The 101 wheelset is based around the successful 202, but uses alu for the rim. Key sells of the 101 are its versatility – it’s light enough to show well up hills, while the aero wind-tunnel data is comparable with the 202’s – and will hit the UK at around £1,000 for the wheelset. Not cheap but we’re talking wheels for true performance seekers here.
The infamous Sub-9 Disc – of “negative drag” claim (though unsure that’s physically possible without the universe imploding) – now has a younger sibling. The Super 9 is of similar ilk to the Sub-9 and was borne out of an issue that many Cervelo and Specialized users had, which revolved around the Sub 9’s tapered end. Rich from Saddlebak explained how the occasional Cervelo and Spec user couldn’t fit the Sub-9 into the stays. Hence, the new Super-9, whilst tapering gently from the hub’s 21mm to the outer-edge 23mm, it clears the stays fine. It includes the dimpled effect employed so successfully on he Sub-9 (and on golf balls) and the Pyrex foam that provides stiffness but doesn’t lose compliancy.
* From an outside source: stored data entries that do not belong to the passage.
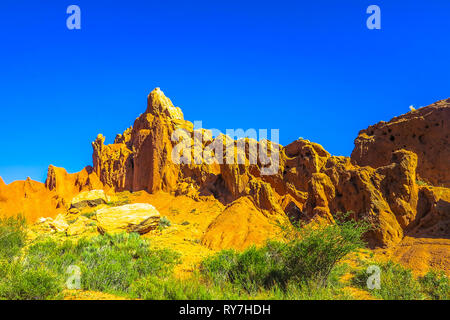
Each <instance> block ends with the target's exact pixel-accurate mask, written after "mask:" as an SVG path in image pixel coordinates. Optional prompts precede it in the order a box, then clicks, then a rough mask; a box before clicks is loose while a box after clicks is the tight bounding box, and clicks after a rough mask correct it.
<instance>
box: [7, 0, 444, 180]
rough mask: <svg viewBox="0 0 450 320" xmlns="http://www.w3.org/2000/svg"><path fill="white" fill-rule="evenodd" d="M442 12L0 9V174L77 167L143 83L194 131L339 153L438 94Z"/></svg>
mask: <svg viewBox="0 0 450 320" xmlns="http://www.w3.org/2000/svg"><path fill="white" fill-rule="evenodd" d="M70 4H76V5H79V6H80V8H81V27H82V29H81V30H68V29H67V28H66V18H67V17H68V15H67V14H66V8H67V7H68V6H69V5H70ZM371 4H376V5H378V6H379V7H380V8H381V19H382V21H381V30H368V29H367V27H366V19H367V17H368V16H369V15H368V14H366V8H367V7H368V6H369V5H371ZM449 15H450V1H448V0H430V1H413V0H408V1H407V0H396V1H379V0H374V1H357V0H347V1H335V0H316V1H307V2H306V1H305V2H303V1H298V0H297V1H283V0H279V1H276V2H273V1H243V0H241V1H235V0H229V1H211V0H209V1H195V0H194V1H170V0H164V1H133V0H129V1H92V0H89V1H84V0H71V1H70V2H69V1H62V0H58V1H21V0H2V1H1V4H0V37H1V38H0V40H1V41H0V43H1V50H0V70H1V71H0V108H1V120H2V121H1V128H2V130H1V139H0V142H1V150H2V152H1V156H0V176H2V177H3V179H4V180H5V181H6V182H8V183H9V182H11V181H13V180H17V179H25V178H26V177H28V176H30V177H31V178H32V179H35V180H38V181H44V180H45V176H46V172H47V167H48V165H49V164H53V165H56V166H61V167H65V168H66V169H67V170H68V171H69V172H76V171H79V170H81V169H82V168H83V167H84V166H86V165H89V164H91V163H92V158H91V155H92V148H91V142H92V141H93V140H94V139H95V137H96V135H97V134H98V133H102V134H104V135H105V136H106V137H107V142H111V141H112V140H113V139H114V137H115V135H116V134H117V133H119V132H122V131H123V130H124V129H126V128H127V127H129V126H130V125H131V124H132V123H133V121H134V119H135V118H136V117H137V116H138V115H139V114H140V113H142V112H144V111H145V108H146V97H147V94H148V93H149V92H150V91H151V90H152V89H153V88H154V87H161V89H162V90H163V91H164V92H165V93H166V95H167V96H169V97H170V98H171V99H172V101H173V102H174V104H175V105H177V106H180V107H181V108H182V109H183V112H184V114H185V118H186V119H188V120H191V121H193V120H202V121H203V125H204V127H206V128H218V129H221V130H225V129H226V128H244V129H248V128H268V129H271V128H278V129H280V142H281V143H282V144H288V143H290V142H291V141H293V140H295V139H297V138H298V137H303V138H306V139H309V140H311V141H315V142H318V143H320V144H322V145H323V146H324V147H325V148H326V149H327V150H328V151H329V152H330V153H332V154H335V155H346V156H348V155H350V153H351V150H352V149H353V140H354V139H355V137H356V136H357V134H358V131H359V130H361V129H363V128H366V127H367V126H368V125H370V124H373V123H376V122H378V121H380V120H385V121H387V120H389V119H391V118H392V117H394V116H396V115H399V114H403V113H406V112H407V111H409V109H408V107H409V106H410V105H414V106H417V107H418V106H425V105H428V104H430V103H433V102H435V101H436V100H440V99H444V98H448V97H449V96H450V80H449V75H450V59H449V57H450V19H449V18H448V17H449Z"/></svg>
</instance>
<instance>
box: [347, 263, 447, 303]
mask: <svg viewBox="0 0 450 320" xmlns="http://www.w3.org/2000/svg"><path fill="white" fill-rule="evenodd" d="M375 265H376V264H375ZM378 266H379V267H380V270H381V273H380V280H381V281H380V289H373V290H369V289H368V288H367V279H368V276H369V275H368V274H367V273H366V269H363V270H360V271H358V272H357V273H356V275H355V277H354V279H353V283H354V284H355V285H356V286H358V287H360V288H361V289H364V290H367V291H369V292H370V293H371V294H373V295H374V296H376V297H378V298H380V299H384V300H424V299H427V300H448V299H449V298H450V296H449V295H450V282H449V279H448V277H446V276H445V274H444V273H443V272H441V273H438V272H435V271H430V272H428V273H427V274H426V275H425V276H423V277H418V278H415V277H414V276H413V274H412V272H411V270H409V269H407V268H404V267H403V266H401V265H399V264H396V263H394V262H392V261H389V262H386V263H382V264H378Z"/></svg>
Price in the UK TBC.
To finish off all things Zipp, we wrestled with the new RZR shifters. Based on SRAM’s R2C concept – where each bar-end shift has the paddle returning to its centre instead of the traditional method of remaining where shifted to (a cumbersome process indeed) – the paddles are slightly wider and resemble the ones used by Mr Armstrong at the Tour (though they were branded SRAM at the Tour). SRAM and Zipp are basically one after a buy-out a couple of years ago so it’s no surprise to see the R2C concept on the Zipp’s. They’ll come in slightly more expensive than the SRAM’s but hopefully both, as Richard assured us they would, will “settle down”. By that we mean shift just a touch easier. With our early efforts with the R2C in Majorca in Feb of this year and our crude efforts at Eurobike, each shift required a touch more effort than we’d like. We didn’t have miles of testing so we hope Rich is right.